Comme annoncé lors de son audition devant le Parlement européen en octobre dernier (EUROPE 13510/15), Apóstolos Tzitzikóstas, commissaire européen aux Transports et au Tourisme durables, a annoncé la mise à jour de trois directives européennes applicables aux contrôles des véhicules, à l'immatriculation des véhicules et aux contrôles routiers des véhicules utilitaires.

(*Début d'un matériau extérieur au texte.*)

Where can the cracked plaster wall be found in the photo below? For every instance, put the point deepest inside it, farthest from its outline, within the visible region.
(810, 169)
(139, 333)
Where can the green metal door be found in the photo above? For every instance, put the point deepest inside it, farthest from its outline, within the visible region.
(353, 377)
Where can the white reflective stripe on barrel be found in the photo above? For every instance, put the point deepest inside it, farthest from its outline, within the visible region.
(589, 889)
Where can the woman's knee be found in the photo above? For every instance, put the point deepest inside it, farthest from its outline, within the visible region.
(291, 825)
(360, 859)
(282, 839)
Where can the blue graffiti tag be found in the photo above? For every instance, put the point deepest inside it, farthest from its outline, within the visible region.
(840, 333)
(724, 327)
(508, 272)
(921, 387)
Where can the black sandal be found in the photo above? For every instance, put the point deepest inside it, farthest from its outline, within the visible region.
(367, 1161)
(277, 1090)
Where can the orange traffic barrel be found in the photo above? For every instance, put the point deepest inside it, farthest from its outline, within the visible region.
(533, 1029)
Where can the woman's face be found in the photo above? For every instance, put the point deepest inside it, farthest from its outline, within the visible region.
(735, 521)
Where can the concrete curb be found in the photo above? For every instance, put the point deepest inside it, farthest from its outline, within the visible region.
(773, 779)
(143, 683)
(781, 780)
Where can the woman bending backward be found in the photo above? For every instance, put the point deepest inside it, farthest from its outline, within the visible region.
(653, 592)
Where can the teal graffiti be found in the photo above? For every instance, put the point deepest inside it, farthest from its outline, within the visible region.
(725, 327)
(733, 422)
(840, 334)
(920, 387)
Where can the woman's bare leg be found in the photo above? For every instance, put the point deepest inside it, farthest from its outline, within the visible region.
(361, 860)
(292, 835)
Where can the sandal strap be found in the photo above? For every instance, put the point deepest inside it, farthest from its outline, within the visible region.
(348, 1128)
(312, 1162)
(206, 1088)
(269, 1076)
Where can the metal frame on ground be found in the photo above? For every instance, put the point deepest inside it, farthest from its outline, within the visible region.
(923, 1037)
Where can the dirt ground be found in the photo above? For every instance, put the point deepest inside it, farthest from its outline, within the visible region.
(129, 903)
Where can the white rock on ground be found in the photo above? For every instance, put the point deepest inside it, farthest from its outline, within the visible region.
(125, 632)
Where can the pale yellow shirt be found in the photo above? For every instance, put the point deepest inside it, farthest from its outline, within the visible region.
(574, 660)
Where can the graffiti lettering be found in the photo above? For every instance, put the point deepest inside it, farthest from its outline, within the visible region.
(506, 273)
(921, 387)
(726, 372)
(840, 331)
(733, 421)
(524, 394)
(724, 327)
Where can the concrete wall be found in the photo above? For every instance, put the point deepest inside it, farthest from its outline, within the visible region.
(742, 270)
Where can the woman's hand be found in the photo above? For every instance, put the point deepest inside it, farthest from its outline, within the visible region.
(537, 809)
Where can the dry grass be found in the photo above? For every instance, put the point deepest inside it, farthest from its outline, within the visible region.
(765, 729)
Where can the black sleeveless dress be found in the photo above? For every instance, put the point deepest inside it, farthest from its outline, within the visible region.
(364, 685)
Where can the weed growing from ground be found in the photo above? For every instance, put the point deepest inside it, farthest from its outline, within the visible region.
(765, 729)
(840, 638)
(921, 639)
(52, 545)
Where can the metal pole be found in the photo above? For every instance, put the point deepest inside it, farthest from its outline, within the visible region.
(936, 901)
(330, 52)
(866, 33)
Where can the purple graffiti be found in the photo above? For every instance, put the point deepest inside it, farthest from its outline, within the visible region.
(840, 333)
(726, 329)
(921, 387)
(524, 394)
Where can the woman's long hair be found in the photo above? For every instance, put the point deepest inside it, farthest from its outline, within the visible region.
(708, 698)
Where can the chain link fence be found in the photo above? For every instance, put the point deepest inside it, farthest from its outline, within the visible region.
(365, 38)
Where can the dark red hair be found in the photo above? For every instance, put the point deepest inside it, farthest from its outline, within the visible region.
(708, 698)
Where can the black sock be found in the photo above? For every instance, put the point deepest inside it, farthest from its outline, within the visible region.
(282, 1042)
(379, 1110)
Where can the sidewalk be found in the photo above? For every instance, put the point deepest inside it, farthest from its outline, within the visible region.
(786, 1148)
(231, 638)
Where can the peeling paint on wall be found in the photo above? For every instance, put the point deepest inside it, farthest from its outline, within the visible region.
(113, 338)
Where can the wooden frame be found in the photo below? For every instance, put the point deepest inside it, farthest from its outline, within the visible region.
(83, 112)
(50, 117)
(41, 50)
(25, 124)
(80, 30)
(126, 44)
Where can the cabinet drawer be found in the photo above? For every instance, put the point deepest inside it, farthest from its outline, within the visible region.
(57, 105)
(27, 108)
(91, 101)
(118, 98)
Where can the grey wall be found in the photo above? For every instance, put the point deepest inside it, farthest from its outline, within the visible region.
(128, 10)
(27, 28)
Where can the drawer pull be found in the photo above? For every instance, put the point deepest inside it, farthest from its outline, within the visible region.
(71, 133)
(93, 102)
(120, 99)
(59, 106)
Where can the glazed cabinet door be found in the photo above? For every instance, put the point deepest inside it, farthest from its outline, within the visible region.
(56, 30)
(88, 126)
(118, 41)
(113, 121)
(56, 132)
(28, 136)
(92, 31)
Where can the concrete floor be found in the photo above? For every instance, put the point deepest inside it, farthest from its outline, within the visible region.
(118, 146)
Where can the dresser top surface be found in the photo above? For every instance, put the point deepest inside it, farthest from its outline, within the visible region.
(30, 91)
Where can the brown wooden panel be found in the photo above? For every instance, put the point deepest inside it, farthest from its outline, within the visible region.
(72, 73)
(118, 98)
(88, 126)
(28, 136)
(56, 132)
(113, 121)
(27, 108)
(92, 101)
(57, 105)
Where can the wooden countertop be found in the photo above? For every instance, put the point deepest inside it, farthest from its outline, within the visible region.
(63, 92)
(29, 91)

Cette révision complète des règles de l'UE en matière de sécurité routière et d'immatriculation des véhicules, qui a fait l'objet d'une consultation en 2022 (EUROPE 12987/30), doit « remplacer des règles actuelles dépassées et qui ne suffisent plus à suivre les progrès rapides de la technologie automobile, les préoccupations croissantes en matière de pollution et les problèmes persistants de sécurité routière », selon la Commission. Ces changements devraient avoir un impact significatif sur la sécurité routière, en évitant environ 65 000 blessures graves et en sauvant environ 7 000 vies au cours des 25 prochaines années, d'après elle.
Champ d'application élargi pour le contrôle technique périodique (CTP) des véhicules. Il sera adapté aux véhicules électriques et inclura de nouveaux éléments de vérification pour les systèmes de sécurité électroniques, grâce à une utilisation plus large de l'interface électronique du véhicule. L'intégrité logicielle des systèmes liés à la sécurité et aux émissions sera également testée. Le texte comporte ainsi de nouvelles méthodes de contrôle des émissions pour les particules ultrafines et les oxydes d'azote (NOx, qui regroupent le monoxyde d'azote (NO) et le dioxyde d'azote (NO2)) afin de prendre en compte les véhicules à fortes émissions, y compris les véhicules trafiqués. Les particules de NOx et le bruit seront mesurés par télédétection lors des contrôles routiers de tous les véhicules.
Le contrôle technique annuel deviendra obligatoire pour les voitures et les camionnettes de plus de 10 ans. Les motocycles de plus de 125cm3 ou 11kW seront également soumis au contrôle technique. Les émissions des véhicules utilitaires légers, c’est-à-dire les camionnettes, devront être vérifiées annuellement.
Par ailleurs, pour simplifier le partage transfrontalier des données, les certificats de contrôle technique et d'immatriculation du véhicule seront numérisés. Les relevés de compteur kilométrique seront enregistrés dans les bases de données nationales et mis à disposition des autres États membres en cas de ré-immatriculation. En conséquence, les registres nationaux des véhicules seront interconnectés et contiendront un ensemble de données harmonisées sur les véhicules, par exemple le pays de première immatriculation, le statut d'immatriculation et les informations sur les modifications importantes apportées au véhicule. Il sera ainsi plus facile de reconnaître et de vérifier les certificats d'un pays à l'autre.
L'État membre d'immatriculation sera obligé de reconnaître un certificat de contrôle technique délivré par un autre État membre pour des véhicules de tourisme pendant une période de six mois et pourra reconnaître indéfiniment les contrôles techniques effectués dans d'autres États membres de l'UE pour n'importe quelle catégorie de véhicules.